Arab World Materials 2 January 2010 02:40 (UTC +04:00)
The Palestinians may review their West Bank security ties with Israel if it continues unilateral operations such as a December 26 raid which killed three militants, President Mahmoud Abbas said on Friday.
Abbas may review security ties after Israeli raid

The Palestinians may review their West Bank security ties with Israel if it continues unilateral operations such as a December 26 raid which killed three militants, President Mahmoud Abbas said on Friday.

After losing control of the Gaza Strip to rival Hamas Islamists in 2007, the U.S.-backed Abbas reordered his West Bank forces in coordination with Israel, whose settlements and other occupied zones make the territory complex to administer, Reuters reported.

Abbas says the measures are part of the Palestinian drive for sovereign independence from Israel, but slow peacemaking progress and Israeli military actions have sapped his support.

"Recently their provocations and incursions have increased," Abbas told Palestine Television, referring to the raid on Nablus, in which three militants from his Fatah faction died, as well as Israel's killing of three Palestinians in Gaza that day.

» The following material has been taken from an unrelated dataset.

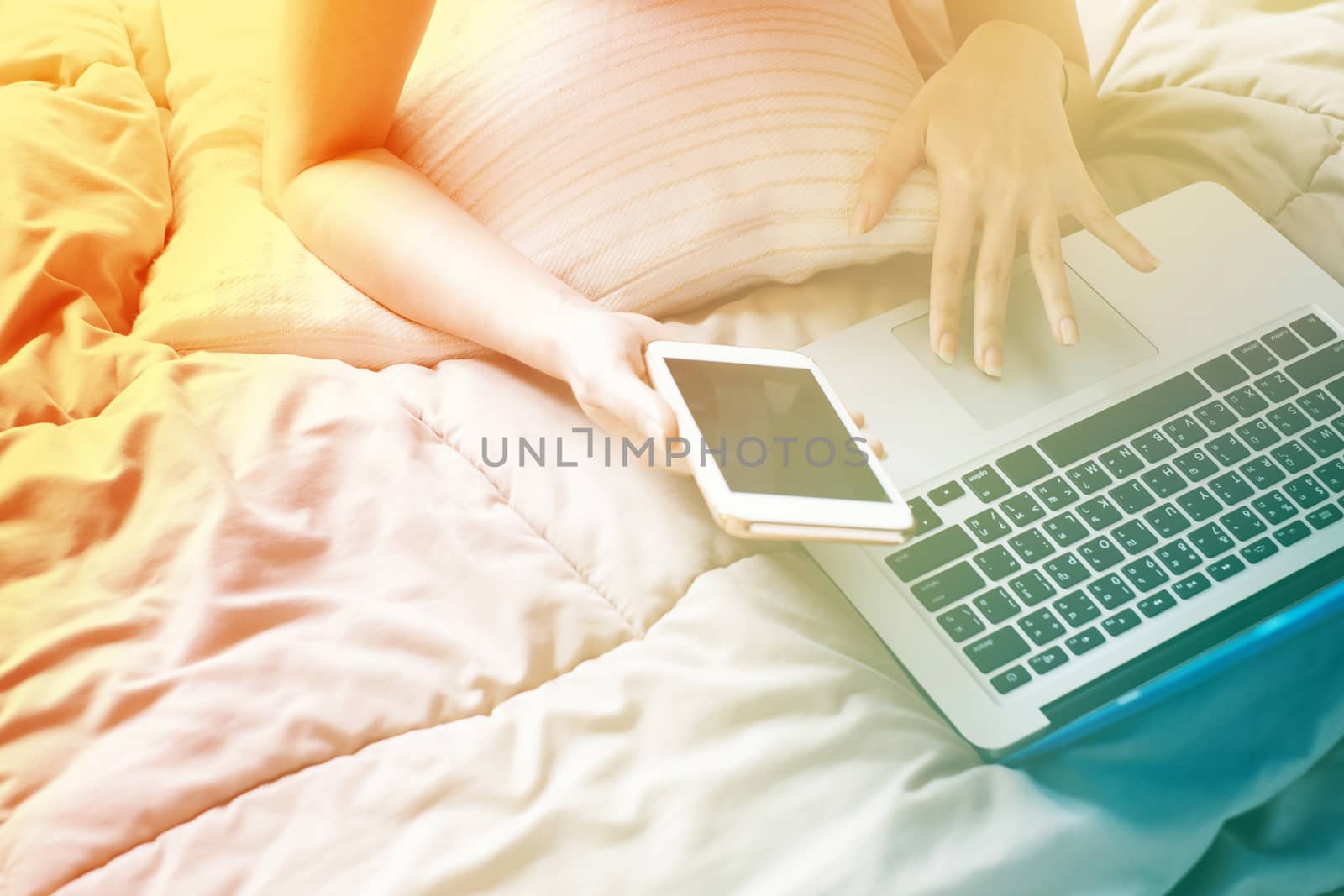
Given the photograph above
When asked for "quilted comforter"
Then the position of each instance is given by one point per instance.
(273, 625)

"We find ourselves before the point of review, of considering many of the things that we do," he said. "If the (security) coordination does not lead to a halt in the incursions and the provocations, we will think anew."

The Nablus bloodshed was especially touchy for Abbas given the Fatah connection. Israel, which accused the three militants of killing a Jewish settler on December 24, said they were shot after being cornered and ignoring calls to surrender.

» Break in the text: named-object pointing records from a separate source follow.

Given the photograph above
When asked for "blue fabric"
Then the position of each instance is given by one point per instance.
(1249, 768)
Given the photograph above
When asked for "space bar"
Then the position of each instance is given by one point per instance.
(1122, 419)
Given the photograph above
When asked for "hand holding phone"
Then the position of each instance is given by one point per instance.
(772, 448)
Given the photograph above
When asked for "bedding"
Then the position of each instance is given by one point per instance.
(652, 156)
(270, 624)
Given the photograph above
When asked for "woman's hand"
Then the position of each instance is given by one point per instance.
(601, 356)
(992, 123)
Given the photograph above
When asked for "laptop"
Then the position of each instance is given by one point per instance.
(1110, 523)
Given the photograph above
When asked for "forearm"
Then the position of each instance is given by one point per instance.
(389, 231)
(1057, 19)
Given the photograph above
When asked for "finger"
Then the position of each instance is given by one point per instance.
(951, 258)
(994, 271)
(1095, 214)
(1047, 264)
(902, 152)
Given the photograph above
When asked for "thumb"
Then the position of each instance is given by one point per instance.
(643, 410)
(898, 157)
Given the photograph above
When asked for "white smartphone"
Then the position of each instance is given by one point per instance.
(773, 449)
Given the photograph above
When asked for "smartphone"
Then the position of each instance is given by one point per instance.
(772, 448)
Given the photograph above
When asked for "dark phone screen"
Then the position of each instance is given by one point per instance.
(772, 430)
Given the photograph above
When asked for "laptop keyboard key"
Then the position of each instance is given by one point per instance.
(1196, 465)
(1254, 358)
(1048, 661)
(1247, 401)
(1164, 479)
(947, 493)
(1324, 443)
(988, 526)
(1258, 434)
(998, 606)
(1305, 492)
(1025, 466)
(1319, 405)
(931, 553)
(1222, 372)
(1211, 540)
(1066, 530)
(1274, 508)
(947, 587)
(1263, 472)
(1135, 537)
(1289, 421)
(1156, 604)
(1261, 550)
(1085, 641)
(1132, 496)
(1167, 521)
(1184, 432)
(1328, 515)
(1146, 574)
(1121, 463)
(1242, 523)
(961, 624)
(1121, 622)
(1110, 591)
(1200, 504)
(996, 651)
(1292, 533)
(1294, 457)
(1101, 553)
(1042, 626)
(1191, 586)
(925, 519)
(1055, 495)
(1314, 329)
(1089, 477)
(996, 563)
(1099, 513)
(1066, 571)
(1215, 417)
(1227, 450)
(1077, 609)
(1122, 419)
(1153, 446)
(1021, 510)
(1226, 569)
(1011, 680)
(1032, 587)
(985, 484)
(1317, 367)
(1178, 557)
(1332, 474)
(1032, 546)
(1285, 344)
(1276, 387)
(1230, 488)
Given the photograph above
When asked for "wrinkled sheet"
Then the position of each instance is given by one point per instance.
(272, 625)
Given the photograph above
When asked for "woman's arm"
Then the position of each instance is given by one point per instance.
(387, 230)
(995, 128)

An Israeli defense official, speaking on condition of anonymity, said the raid was not delegated to Abbas's forces in part out of fear they would be slow to confront Fatah militants.

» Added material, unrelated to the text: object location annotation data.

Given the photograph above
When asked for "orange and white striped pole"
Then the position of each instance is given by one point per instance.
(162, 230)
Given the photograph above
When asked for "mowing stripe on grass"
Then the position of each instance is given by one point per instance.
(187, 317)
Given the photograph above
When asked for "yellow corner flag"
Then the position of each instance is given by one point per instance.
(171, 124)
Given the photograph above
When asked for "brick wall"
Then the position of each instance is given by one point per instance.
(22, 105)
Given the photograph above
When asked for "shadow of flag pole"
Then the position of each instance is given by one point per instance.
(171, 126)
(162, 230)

Abbas has long cracked down on Hamas's West Bank activities and this, combined with a law-and-order campaign and economic revival projects, has drawn U.S. and Israeli praise. Hamas is shunned by the West for spurning peace with the Jewish state.

In his television interview, Abbas did not elaborate on how he might scale back security ties to Israel. His administration this week spoke of a possible diplomatic breakthrough after Israel held strategic consultations with powerbroker Egypt.

"Coordination (with Israel) is required, and it is very important, because of the overlap that we have," Abbas said. "We are fulfilling our duties, but we are not doing it for Israel. Israel may benefit from it."